La Table Rouge is a little haven of biodiversity. Peaches and plums, roses and lavender, rosemary and thyme, wild flowers and vines all jostle for position in this tiny parcel. It’s buzzing with bees and insects and the grapes came in looking as clean as a whistle with no hint of sunburn (a problem this year again after the very hot weather).

Drawing the week to a close, yesterday I joined Lousia at Chateau de Montdomaine for her second harvest for the ladies only wine the Ballade des Dames. Made exclusively by the girls both young and old (with maybe a teensy bit of advice from Louisa’s husband Fred), about a dozen of us picked the Chardonnay grapes and brought them back to the winery for pressing.

As the juice was slowly released from the grapes, we lunched under the shade of the trees. Husbands/boyfriends/partners were allowed in on the celebrations as we sat together reflecting upon a week of hard work in the vineyards in 2020.

Our dinners this week have almost exclusively been created using storecupboard items mixed with what was left in the fridge or freezer. Comforting sardines on toast, pork fillet with white beans, duck with miso and noodles, lentils with courgette, spinach and an egg. It’s amazing what you can come up with when you think you have nothing!

Harvest continues into next week. Domaine Careme has some red grapes to come in for the production of its Fizzy Pink sparkling and Montdomaine has yet to pick its Cabernet Franc and Malbec.

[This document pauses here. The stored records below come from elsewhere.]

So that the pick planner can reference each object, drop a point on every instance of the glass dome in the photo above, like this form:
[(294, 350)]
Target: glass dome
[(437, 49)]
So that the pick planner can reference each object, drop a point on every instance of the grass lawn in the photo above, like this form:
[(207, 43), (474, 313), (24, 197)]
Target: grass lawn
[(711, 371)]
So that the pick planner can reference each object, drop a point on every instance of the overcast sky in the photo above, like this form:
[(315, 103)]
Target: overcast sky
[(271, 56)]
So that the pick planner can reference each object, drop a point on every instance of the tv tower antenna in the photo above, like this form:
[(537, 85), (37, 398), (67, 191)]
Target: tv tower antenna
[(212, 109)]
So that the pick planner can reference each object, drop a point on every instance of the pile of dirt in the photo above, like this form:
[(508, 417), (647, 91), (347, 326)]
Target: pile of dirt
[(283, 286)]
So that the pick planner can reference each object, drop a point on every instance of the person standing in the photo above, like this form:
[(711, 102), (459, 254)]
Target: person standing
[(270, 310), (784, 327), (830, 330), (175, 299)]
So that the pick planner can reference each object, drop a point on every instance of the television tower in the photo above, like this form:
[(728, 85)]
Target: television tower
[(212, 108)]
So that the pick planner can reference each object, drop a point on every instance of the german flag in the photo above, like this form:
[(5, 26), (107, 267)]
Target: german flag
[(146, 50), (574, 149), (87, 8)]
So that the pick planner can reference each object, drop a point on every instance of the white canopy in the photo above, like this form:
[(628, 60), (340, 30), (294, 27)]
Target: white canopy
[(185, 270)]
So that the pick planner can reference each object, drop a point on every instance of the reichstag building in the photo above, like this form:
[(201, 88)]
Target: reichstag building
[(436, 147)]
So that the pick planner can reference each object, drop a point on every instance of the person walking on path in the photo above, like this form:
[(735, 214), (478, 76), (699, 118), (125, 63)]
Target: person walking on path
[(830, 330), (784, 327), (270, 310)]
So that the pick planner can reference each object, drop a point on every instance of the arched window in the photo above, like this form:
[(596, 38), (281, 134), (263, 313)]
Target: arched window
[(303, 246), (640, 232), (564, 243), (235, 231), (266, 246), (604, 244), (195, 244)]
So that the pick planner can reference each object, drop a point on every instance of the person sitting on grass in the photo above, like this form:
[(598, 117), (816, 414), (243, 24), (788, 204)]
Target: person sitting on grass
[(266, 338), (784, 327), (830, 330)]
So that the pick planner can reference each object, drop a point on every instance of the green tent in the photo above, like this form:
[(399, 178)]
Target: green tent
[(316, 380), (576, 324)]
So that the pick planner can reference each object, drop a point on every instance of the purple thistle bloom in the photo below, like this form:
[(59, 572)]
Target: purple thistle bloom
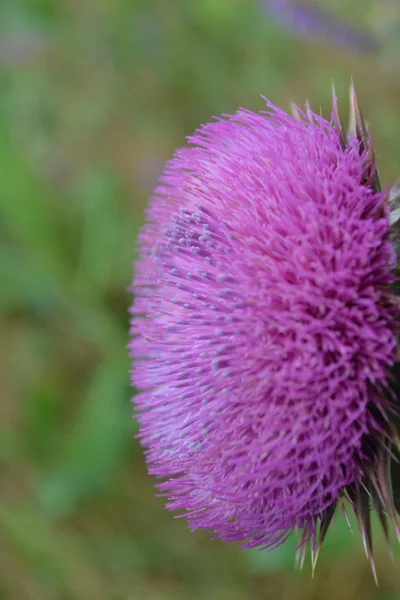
[(265, 326)]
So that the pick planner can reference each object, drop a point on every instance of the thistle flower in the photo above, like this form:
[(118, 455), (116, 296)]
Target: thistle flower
[(264, 329)]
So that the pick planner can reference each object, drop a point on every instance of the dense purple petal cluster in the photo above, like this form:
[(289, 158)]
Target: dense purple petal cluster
[(263, 326)]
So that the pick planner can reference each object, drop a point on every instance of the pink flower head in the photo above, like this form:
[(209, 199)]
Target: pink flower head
[(264, 327)]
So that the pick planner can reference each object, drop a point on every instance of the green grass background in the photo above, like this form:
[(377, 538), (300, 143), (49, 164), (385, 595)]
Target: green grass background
[(94, 97)]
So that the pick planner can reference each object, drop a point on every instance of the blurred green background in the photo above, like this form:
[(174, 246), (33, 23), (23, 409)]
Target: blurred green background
[(94, 97)]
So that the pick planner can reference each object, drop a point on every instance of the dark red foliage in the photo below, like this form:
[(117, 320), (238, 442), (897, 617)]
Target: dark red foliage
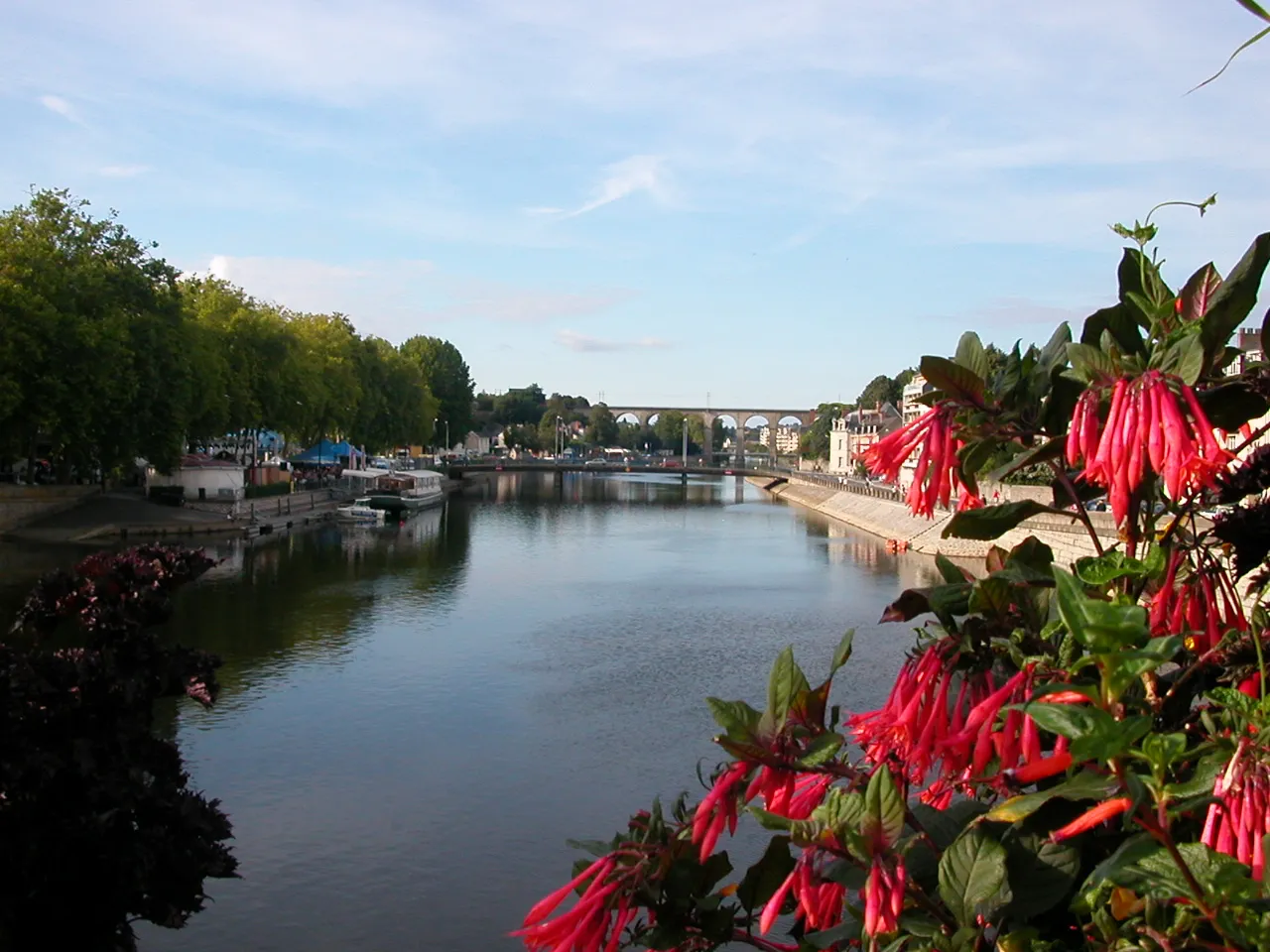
[(96, 823)]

Temperatures are due to soar to 36°C this week. It reminds me of 2011 when we were picking in Anjou at the end of September when the temperature was 32°C. It seems that climate change is here to stay.

So, all in all a very exciting week. Our local villages have been a hive of activity with tractors, machine harvesters, pickers and winemakers all immersed in the 2020 harvest. As it draws to a close this week in Vouvray, everyone remains in high spirits.

This is a vintage we won’t forget!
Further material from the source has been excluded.